One professor is doing his part to bring this to light by examining how racism in children’s books perpetuates harmful beliefs about certain groups of people.
In his new book, Was the Cat in the Hat Black? The Hidden Racism of Children's Literature, and the Need for Diverse Books, Philip Nel studies the paradox of stories that are meant to nurture but can also do harm. An English professor at Kansas State University, Nel has probed racism in kids' books in his classes and in previous books, and he uses this volume to highlight how dozens of beloved picture and chapter books leave negative messages in children's minds.
Much like other, subtler forms of racism in our culture, it is not shocking to believe that these negative images are passed down through reading. After all, racism shows up in TV shows, music and other forms of popular culture. It is often unintentional but the impact is just as damaging. Reading is a very efficient way to inculcate racist beliefs into a population and has a specific target audience. Studies show that parents who read to their children set them up for high school graduation and career success. These are the children who end up being job creators and movers and shakers in society. And there is a direct correlation to who is reading to their kids and socio-economic status. Translation: financially well-off parents are more likely to be receiving and transmitting these messages to their children and this, unfortunately, is one way that continues the very dangerous cycle of oppression in our society.
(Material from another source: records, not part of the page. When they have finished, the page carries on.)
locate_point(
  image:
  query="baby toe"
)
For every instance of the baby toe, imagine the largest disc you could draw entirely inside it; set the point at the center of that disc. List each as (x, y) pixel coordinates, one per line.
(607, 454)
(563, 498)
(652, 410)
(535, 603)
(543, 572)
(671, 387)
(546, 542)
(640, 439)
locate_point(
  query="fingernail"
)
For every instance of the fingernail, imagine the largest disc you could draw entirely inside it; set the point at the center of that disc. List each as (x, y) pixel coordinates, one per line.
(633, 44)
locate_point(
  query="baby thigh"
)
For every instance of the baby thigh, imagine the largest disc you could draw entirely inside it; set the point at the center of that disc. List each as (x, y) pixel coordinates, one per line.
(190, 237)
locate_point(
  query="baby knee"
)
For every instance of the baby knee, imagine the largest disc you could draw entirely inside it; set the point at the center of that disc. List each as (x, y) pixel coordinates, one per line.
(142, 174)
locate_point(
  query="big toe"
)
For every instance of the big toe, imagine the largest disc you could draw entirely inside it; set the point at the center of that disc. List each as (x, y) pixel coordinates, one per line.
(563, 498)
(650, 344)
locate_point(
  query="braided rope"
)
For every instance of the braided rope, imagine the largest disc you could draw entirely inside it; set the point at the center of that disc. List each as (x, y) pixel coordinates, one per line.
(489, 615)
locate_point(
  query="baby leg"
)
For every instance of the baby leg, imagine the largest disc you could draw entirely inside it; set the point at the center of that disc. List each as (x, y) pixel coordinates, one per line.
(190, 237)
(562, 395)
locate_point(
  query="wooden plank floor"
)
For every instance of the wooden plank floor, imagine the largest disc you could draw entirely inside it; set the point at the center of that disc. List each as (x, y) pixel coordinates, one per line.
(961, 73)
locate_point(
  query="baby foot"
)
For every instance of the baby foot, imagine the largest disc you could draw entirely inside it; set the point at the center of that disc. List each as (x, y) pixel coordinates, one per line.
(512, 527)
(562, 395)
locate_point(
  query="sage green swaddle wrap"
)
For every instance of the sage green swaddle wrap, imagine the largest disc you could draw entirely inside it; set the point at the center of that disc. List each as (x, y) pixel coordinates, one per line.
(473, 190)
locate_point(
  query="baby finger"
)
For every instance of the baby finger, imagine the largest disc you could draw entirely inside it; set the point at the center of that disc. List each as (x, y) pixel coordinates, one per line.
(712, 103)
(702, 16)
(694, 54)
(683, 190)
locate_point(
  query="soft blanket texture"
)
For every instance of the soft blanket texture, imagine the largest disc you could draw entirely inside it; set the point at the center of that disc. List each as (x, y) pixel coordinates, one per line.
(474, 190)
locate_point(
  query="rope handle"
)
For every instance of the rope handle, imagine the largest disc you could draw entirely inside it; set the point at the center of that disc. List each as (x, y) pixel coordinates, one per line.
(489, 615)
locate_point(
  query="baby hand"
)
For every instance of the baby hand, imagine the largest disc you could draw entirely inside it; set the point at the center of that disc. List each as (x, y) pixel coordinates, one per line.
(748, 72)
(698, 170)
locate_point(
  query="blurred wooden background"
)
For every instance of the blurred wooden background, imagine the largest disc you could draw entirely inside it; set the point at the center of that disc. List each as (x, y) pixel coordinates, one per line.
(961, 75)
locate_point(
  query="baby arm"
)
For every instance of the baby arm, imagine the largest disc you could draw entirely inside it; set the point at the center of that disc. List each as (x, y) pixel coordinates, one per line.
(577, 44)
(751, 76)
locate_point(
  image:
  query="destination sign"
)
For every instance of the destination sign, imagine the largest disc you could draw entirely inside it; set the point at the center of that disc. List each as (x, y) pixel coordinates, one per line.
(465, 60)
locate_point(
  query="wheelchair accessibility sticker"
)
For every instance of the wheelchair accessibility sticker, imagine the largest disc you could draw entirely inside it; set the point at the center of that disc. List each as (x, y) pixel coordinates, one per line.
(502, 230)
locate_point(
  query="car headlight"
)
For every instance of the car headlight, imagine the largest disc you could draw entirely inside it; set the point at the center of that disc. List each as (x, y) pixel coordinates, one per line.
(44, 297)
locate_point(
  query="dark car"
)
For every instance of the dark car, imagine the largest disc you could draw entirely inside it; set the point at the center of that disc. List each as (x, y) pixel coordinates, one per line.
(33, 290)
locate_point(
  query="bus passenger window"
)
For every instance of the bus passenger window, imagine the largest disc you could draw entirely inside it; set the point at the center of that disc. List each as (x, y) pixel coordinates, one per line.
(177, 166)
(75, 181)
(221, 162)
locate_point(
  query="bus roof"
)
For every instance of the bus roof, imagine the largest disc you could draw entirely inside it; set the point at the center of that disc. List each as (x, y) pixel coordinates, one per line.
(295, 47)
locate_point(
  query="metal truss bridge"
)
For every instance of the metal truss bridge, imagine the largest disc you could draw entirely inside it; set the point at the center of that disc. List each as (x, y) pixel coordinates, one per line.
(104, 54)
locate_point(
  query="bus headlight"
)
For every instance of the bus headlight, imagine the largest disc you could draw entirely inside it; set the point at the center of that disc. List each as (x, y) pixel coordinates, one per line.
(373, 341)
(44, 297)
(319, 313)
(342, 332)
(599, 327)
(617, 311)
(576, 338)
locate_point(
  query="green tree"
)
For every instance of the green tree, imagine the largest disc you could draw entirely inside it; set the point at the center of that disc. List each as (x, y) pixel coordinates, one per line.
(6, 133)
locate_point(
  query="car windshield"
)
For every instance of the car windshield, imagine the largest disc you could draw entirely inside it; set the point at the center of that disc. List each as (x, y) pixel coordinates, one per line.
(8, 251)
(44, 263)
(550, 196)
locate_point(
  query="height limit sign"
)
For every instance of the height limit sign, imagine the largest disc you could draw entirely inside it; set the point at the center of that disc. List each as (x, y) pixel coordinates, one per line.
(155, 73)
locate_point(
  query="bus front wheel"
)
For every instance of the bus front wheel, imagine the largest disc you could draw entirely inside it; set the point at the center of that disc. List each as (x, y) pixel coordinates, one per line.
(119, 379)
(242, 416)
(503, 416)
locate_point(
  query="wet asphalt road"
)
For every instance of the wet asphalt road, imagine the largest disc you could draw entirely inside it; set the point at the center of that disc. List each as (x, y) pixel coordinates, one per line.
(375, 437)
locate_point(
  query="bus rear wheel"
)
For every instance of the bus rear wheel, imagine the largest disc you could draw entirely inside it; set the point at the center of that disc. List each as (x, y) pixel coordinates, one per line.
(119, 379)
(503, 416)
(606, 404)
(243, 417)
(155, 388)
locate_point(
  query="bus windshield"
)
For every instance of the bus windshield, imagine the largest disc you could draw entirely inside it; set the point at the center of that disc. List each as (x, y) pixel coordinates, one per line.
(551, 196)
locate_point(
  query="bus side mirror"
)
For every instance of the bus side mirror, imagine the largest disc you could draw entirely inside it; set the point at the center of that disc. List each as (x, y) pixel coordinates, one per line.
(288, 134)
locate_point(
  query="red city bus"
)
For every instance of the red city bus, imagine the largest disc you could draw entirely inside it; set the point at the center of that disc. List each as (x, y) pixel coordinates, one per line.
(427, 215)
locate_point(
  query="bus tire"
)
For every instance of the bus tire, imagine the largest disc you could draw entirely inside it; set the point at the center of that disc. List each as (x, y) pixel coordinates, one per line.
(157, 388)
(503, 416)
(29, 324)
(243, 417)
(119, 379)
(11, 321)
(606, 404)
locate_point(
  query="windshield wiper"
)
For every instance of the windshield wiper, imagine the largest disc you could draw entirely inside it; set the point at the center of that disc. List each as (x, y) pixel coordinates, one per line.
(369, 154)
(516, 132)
For instance, one of Nel's personal favorites, Charlie and the Chocolate Factory, has a big problem in the Oompa Loompas. The characters, which were depicted in early editions as African pygmies, are portrayed as happy slaves, content to leave their native land behind and toil in a factory. Especially for children who are descendants of slaves, such messages can have a pernicious effect on how they interpret their value in the world.
This is a great opportunity for parents to begin to seek out more diverse books for their children—written by diverse authors and with diverse characters. But this isn’t to say that parents should stop reading classic books to their children. What it really means is that this is an opportunity to develop an awareness of things we took for granted and blindly accepted as benign in the past. There is great value is examining how these beliefs show up and what they mean. "There's also a reason to read them with children, because racism exists in the world.” Parents can explore these with a critical lens and help children develop a critical lens in the world. Now more than ever, it is important to teach children the value of talking about race and racism in order to transform it.